Something has happened here that she does not understand.
Trebuchet approaches her and insists that she leave. This, he says, is his business now.
She is utterly convinced that this man is not Jon Trebuchet. She does not see how it could be. Her employer has always embodied the kind of cool focus that allows him to navigate the often chaotic world of the British music scene without ever becoming visibly stressed. The man standing in front of her ‘has been electrified by something vicious.’ His stance alone is a threat of violence.
She agrees to go but first wants to use the bathroom. It has been a long trip already.
The door opens before Trebuchet can respond and Bill ‘Truncheon’ Rint steps out.
Rint, Megalith’s hulking rhythm guitarist, is an imposing figure but one that Kessler has always found gentle and endearing.
Kessler goes to him and ducks through the door before she has time to register just how unsettled she is by his uncharacteristically cold expression.
Britt Kessler, by this stage in her career, has been in the music business long enough to have seen decadence in the extreme. She is used to the presence of alcohol, drugs and ambient carnality. The atmosphere in this cottage is charged in a completely different way.

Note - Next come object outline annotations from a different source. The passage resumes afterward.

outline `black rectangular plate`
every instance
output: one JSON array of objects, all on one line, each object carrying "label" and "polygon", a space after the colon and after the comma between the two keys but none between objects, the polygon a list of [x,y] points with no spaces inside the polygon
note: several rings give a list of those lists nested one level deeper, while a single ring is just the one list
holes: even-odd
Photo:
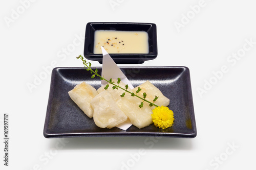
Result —
[{"label": "black rectangular plate", "polygon": [[[126,131],[114,127],[97,127],[70,99],[68,92],[83,81],[96,89],[99,78],[92,79],[84,67],[57,67],[53,69],[44,129],[46,138],[89,136],[162,136],[193,138],[197,135],[189,70],[186,67],[120,67],[134,87],[149,80],[170,100],[168,108],[174,113],[172,127],[164,130],[153,124]],[[101,67],[97,68],[101,72]]]}]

The place is almost entirely empty of furniture, equipment, even food. It is silent. Mournful. It is freezing cold.
She finds the bathroom. The fixtures are basic and ancient, from another period altogether, but she feels as though they have not been used in a very long time.

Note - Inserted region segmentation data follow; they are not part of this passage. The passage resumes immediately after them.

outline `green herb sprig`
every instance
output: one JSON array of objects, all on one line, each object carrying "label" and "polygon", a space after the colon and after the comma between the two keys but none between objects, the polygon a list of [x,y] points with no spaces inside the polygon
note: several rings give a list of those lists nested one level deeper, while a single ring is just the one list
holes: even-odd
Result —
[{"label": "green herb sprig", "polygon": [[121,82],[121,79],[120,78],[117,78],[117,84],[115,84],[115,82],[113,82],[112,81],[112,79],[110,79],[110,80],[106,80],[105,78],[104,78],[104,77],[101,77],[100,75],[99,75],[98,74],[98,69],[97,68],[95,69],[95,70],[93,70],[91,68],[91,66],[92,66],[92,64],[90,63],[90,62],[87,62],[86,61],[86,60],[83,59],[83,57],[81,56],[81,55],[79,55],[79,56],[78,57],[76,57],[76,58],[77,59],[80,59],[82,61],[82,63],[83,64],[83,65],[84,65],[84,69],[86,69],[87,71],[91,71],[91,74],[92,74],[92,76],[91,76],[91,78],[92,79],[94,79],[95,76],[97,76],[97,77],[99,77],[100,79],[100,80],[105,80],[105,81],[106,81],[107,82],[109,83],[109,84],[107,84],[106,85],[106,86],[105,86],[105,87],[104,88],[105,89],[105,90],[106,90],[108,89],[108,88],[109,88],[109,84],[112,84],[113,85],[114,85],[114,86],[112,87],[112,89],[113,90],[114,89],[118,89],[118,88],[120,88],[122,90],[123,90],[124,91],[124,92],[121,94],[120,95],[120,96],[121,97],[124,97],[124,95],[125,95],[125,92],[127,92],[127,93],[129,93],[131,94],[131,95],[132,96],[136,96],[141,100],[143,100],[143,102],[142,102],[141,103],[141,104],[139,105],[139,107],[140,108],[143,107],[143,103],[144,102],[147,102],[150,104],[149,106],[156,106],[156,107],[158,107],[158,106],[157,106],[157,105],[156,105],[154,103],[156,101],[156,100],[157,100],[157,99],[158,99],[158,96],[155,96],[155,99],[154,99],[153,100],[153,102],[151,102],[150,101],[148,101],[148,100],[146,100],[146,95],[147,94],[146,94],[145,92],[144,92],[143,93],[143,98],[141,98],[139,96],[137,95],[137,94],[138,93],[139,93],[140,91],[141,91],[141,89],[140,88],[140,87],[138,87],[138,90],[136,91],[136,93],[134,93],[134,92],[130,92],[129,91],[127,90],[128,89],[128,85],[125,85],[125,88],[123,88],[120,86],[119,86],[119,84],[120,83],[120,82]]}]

She looks for a mirror. There isn’t one.
Kessler is aware that the door has no lock and, on hearing a noise coming from upstairs – one she compares to a roaring wind or waterfall – feels a jolting compulsion to get out of the cottage as quickly as she can.
Trebuchet’s shape is visible through the front window. She decides to search for a back exit. The promise of open air lifting the weight of this place from her pushes her through to the rear of the kitchen where a small hallway leads her past another door on to the barn.
The door is open ahead. And here are the instruments. Laid out in a circle facing inwards, a low hum rising from an amplifier. But they are strange, somehow. The guitar necks seem twisted, the keyboard bent as if its wooden body had been briefly turned to rubber. The drums, she sees, are on the roof.
A creak comes from the door in the hall behind her.
Britt Kessler’s first language is not English. It could also be said that the parlance of the psychedelic rock and heavy metal scenes reshape language into strange forms. This is something to keep in mind.
Kessler claims that, peering into that room, very briefly, she sees Megalith singer Jeff Notch. He is tipped, she explains, back in a chair, facing into a corner, while above him, roaring with strange energy, ‘there is an open portal’.